Devlet eczanelerde maske satışını yasakladı. “Maskeleri halkıma ben vereceğim” dedi. Bu İstanbul için çok zor bir lojistik gerektiriyor. Bize SMS gelecek, o SMS’le eczaneye gideceğiz ve 10 günlük kullanım için beş tane maske alacağız. Ya da e-devletten gireceğiz kayıt olacağız PTT bize maskeleri yollayacak. Bana daha SMS gelmedi, neyseki elimde maske vardı, yoksa maskesiz kalacaktım. Eczaneye gittim, eczane para ile satmıyor, SMS gelmiyor özetle yedek maskem olmasa, maskem olmayacak.
Sokağa çıkarken markette maska takma mecburiyeti var. İşte tam bu süreçte geçen gün keşke eczanelerin maske satışına izin verilseydi diye düşündüm. Eczaneden satışı yasaklamak yerine bir fiyat aralık kotası konarak karabosayı engelleselerdi o bile iyi olurdu. En azından ekonomik gücü olan gider maskesini kendi şartları ile satın alırdı, devletin üstündeki lojistik kalburda hafiflerdi. Böyle olsaydı bu maske olayında kriz döneminde daha verimli ve hızlı çözüm olurdu.
Yine de şunu bir kez daha söylemek isterim ki devletin maskeleri herkese kendi vermesi ve bundan bir lira bile para talep etmemesi sosyal devlet nostaljisini yaşattı bize. Dünya kapitalizm içinde boğulurken biz en azından küçük de olsa sosyal devlet davranışı yaşadık, artık bu konuda gözüm açık gitmez. İnşallah SMS’im gelir ve bu tarihi anı benimde yaşama şansım olur.

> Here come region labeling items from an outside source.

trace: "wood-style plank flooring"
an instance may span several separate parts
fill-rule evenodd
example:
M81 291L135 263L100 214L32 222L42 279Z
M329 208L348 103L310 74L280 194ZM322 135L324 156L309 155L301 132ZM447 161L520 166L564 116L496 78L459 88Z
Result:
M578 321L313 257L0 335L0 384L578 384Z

Korona medyasının yıldızı: Mehmet Çilingiroğlu
Bu aralar ben Prof. Dr. Mehmet Çilingiroğlu’nun açıklamalarını çok seviyorum. Çok sempatik bir bilim insanı. Dobra konuşuyor, “tak tak tak” her konudaki görüşünü saklamadan söylüyor. Canlı yayındayken Koç Üniversitesindeki görevinden kovulduğundan tutun da, ülkelerin liderlerine, sistemlerine, korona salgınına kadar her konuda görüşünü çok sempatik bir dille aktarıyor. Tribüne de oynuyor, bilimi de kullanıyor. Son dönemlerde TV kanallarının da gözdesi oldu. Bir sürü sağlıkçı çıktı benim aklımda kalan, bana benim istediğim gibi hitap eden tek sağlık profesörü Çilingiroğlu oldu. Çok sempatik bir hoca, bazen yayında kendini kaybediyor, ortalığa bir çatıyor ki görmeniz lazım. Özetle Mehmet Hocayı ben çok sevdim. Bahçeşehir Üniversitesi böyle bir bilim insanı ile çalıştığı için çok şanslı, Enver Yücel işini biliyor, iyi hoca buldu mu fezada bile olsa yakalayıp üniversitesine bağlıyor.